The work I think of in particular is "Go!!!!!," found on 1995's Super Roots 5. It's one 64-minute track, featuring the constant reverberations of mallets hitting cymbals, and fingers rubbing strings, primarily an expression of pure volume. (The jump in volume after the soft, five-minute introduction is almost deafening.) There's no notable change in pitch, and I wouldn't categorize it as tonal experimentalism, although the textures produced are gorgeous and very listenable. I consider "Go!!!!!" an emotional, expressionist act: the act of rock without rhythm. That is, it's an attempt to perform the unperformable, to move the proverbial mountain. It's beautiful and silly at the same time, an expression of humility in the face of the sublime, irrational music from a world of crippling rationality. What bewilders me is how often people have tried to rationally understand these approaches to music. What frustrates me is when people dismiss the music because they can't rationally understand it.

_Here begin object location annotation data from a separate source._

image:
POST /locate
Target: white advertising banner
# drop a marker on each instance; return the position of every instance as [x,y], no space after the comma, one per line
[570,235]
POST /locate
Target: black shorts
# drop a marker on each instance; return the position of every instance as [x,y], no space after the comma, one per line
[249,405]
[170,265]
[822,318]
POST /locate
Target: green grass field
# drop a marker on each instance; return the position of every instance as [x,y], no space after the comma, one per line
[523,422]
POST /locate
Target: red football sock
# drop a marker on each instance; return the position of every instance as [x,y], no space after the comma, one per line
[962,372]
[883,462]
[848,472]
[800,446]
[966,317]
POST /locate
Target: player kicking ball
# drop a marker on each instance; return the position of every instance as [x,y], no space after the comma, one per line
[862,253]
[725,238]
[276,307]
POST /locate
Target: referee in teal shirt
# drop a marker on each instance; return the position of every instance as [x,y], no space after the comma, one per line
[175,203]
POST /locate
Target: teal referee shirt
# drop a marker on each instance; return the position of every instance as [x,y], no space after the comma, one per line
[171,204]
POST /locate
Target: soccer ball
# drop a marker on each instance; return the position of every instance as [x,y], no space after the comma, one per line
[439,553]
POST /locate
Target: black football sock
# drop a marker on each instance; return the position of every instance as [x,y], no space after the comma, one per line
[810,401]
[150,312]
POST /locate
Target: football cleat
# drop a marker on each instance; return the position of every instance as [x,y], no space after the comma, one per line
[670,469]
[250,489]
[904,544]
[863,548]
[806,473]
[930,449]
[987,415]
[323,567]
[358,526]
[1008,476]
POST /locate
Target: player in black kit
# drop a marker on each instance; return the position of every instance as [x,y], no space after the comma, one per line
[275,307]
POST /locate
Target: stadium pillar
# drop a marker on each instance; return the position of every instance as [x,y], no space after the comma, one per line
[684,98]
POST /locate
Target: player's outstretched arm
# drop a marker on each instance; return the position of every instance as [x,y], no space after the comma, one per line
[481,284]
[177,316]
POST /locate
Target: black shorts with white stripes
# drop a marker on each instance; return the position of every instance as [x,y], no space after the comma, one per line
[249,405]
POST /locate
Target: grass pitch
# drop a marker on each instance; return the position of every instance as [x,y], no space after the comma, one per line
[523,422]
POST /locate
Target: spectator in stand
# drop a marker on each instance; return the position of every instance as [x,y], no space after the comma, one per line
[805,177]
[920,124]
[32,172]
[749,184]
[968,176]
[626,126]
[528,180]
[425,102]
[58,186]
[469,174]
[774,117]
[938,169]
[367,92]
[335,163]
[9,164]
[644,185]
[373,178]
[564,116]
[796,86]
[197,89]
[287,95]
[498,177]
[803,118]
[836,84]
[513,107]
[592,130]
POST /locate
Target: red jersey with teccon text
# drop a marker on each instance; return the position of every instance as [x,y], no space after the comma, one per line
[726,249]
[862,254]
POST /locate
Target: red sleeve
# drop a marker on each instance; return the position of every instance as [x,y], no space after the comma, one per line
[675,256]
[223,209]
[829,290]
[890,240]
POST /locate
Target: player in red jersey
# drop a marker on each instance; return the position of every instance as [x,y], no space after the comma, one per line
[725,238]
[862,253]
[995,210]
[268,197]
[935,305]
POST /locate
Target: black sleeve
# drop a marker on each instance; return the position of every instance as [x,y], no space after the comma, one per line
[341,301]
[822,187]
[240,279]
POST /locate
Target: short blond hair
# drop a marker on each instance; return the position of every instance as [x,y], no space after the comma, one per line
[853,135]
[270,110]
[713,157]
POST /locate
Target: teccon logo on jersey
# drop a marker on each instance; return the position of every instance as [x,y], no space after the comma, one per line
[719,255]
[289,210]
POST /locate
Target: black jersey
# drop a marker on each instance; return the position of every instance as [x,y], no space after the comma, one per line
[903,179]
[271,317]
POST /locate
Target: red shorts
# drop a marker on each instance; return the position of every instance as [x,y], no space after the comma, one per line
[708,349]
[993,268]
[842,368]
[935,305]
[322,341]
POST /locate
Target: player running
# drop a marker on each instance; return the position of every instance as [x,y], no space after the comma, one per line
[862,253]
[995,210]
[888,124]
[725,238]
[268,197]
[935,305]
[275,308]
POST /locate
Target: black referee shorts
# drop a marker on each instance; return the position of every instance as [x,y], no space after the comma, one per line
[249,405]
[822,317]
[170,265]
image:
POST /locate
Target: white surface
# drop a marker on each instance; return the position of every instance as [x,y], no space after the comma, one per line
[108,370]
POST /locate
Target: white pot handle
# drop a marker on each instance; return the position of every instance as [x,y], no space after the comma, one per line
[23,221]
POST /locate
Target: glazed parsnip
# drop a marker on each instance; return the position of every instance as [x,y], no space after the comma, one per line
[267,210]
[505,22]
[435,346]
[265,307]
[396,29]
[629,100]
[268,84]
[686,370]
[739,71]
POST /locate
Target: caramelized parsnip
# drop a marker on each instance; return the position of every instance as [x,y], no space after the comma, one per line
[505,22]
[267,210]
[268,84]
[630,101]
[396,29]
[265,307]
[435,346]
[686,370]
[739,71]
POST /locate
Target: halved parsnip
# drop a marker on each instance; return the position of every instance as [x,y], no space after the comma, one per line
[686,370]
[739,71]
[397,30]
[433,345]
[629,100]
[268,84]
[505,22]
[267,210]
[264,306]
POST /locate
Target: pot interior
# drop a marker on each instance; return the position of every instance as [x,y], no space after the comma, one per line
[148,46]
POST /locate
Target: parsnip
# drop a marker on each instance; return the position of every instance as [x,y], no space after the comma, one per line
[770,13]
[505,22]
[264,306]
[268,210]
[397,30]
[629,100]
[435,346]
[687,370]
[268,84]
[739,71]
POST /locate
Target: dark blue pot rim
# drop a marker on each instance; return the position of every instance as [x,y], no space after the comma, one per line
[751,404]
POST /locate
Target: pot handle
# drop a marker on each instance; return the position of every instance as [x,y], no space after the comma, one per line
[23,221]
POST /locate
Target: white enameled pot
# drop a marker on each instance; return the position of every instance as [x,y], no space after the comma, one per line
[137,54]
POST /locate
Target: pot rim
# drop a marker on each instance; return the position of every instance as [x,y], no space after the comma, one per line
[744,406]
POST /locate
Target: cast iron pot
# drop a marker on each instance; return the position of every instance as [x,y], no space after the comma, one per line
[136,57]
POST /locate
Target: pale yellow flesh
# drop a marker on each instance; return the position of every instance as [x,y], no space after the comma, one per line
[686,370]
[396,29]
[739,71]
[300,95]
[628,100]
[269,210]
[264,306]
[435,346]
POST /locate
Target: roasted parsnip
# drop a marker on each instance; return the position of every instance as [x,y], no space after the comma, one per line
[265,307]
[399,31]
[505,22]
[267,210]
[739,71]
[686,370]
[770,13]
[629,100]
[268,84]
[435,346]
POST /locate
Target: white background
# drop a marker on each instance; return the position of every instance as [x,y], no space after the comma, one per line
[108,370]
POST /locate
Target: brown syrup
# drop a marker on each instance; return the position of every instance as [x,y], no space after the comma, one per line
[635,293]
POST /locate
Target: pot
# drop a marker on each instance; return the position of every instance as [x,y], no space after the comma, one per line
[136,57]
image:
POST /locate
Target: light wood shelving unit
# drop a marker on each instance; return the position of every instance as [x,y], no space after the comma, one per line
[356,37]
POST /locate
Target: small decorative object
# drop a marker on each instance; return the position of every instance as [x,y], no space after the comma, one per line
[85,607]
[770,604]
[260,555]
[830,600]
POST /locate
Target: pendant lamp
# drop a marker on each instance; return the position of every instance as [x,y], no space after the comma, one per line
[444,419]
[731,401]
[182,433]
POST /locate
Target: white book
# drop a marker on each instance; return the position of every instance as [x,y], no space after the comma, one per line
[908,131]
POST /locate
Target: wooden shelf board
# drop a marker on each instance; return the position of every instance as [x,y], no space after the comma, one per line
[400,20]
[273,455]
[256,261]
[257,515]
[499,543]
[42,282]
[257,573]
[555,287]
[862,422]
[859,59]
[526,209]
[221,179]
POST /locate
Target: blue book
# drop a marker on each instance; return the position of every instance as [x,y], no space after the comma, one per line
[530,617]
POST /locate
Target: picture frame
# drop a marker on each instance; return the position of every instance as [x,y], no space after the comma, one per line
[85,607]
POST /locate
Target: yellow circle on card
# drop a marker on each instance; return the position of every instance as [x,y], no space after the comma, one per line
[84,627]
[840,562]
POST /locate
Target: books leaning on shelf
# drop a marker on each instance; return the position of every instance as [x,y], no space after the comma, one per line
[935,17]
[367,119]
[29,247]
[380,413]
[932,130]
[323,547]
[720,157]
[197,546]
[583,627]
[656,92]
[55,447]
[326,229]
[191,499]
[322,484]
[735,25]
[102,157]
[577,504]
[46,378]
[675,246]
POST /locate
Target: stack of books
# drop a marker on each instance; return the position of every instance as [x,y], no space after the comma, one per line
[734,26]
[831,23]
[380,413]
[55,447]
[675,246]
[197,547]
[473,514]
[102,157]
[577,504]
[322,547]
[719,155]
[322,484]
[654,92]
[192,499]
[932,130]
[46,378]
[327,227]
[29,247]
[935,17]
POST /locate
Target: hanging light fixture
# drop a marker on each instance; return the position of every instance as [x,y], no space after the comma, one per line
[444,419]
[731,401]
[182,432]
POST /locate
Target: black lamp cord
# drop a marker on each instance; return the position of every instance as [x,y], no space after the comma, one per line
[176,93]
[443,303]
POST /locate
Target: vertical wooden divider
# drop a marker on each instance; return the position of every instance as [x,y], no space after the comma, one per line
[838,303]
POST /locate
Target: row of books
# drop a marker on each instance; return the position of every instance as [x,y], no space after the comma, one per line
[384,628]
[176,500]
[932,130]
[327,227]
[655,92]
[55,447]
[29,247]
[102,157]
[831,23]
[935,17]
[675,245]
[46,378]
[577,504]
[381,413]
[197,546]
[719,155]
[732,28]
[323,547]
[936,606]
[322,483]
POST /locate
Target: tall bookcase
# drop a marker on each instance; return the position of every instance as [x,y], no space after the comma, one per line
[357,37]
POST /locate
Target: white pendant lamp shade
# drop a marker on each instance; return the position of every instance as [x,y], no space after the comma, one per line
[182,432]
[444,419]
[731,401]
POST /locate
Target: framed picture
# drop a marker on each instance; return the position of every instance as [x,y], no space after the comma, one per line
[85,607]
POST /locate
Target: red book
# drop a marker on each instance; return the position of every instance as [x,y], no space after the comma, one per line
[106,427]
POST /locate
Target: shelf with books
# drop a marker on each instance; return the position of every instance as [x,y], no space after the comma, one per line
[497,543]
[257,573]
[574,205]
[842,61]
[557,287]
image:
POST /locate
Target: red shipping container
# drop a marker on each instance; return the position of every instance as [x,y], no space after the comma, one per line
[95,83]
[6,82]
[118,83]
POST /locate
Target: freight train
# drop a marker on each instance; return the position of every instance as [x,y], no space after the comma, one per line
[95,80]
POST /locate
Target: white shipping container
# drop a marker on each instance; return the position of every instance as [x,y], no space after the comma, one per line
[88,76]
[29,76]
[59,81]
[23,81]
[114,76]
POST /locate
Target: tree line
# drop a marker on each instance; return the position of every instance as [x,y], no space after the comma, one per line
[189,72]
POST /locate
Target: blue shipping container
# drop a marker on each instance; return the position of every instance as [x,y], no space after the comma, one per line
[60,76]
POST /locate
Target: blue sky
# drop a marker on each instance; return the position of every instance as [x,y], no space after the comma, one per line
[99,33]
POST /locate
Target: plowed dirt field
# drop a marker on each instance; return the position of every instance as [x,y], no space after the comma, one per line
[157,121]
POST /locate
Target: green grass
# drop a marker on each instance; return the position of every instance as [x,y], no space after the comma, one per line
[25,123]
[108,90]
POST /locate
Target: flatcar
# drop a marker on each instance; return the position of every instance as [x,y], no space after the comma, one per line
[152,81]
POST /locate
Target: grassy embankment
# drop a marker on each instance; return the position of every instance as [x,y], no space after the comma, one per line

My first Boredoms concert, summer of 1999, was a totally absorbing and entirely humbling experience. The 9:30 Club, a major D.C. venue, was barely a third full. The concert started with ten minutes of Eye issuing beautiful warbly echoes from an unmarked box sitting on a chest in the middle of the stage. Echoes grew into vibrations grew into thunder; from this point on Eye was jumping, dancing, and screaming. For us, dancing was not a choice, but a compulsion; the songs we did not recognize were mere raw materials for the ongoing collective performance. Sometimes Eye would appear to be conducting the three drummers onstage, and I expected fireballs to shoot from his hands. The bass and guitar alternated between anchor and accent roles, and I could never tell when the drummers were going to play divergent fills and when they would join again in simultaneous, lockstep groove. The frenetic beat never stopped, only sped further or slowed to a jog. We were dazed, we were helpless, I screamed over and over. We never stopped dancing, not for a second, and not even at every other band's half-decent show in the years that have followed. It was the best night of my life: the night that my obsessive crush on "Super Going" turned into a full-blown love for the Boredoms.

Moments after the band left the stage, three boys in front of me, maybe brothers, roughly aged 12 to 16, threw their hands together in a team-spirit clench. They cried out in unison: "Whoaaa, Penis!" In the shadow of the Boredoms, the absurdity was entirely appropriate.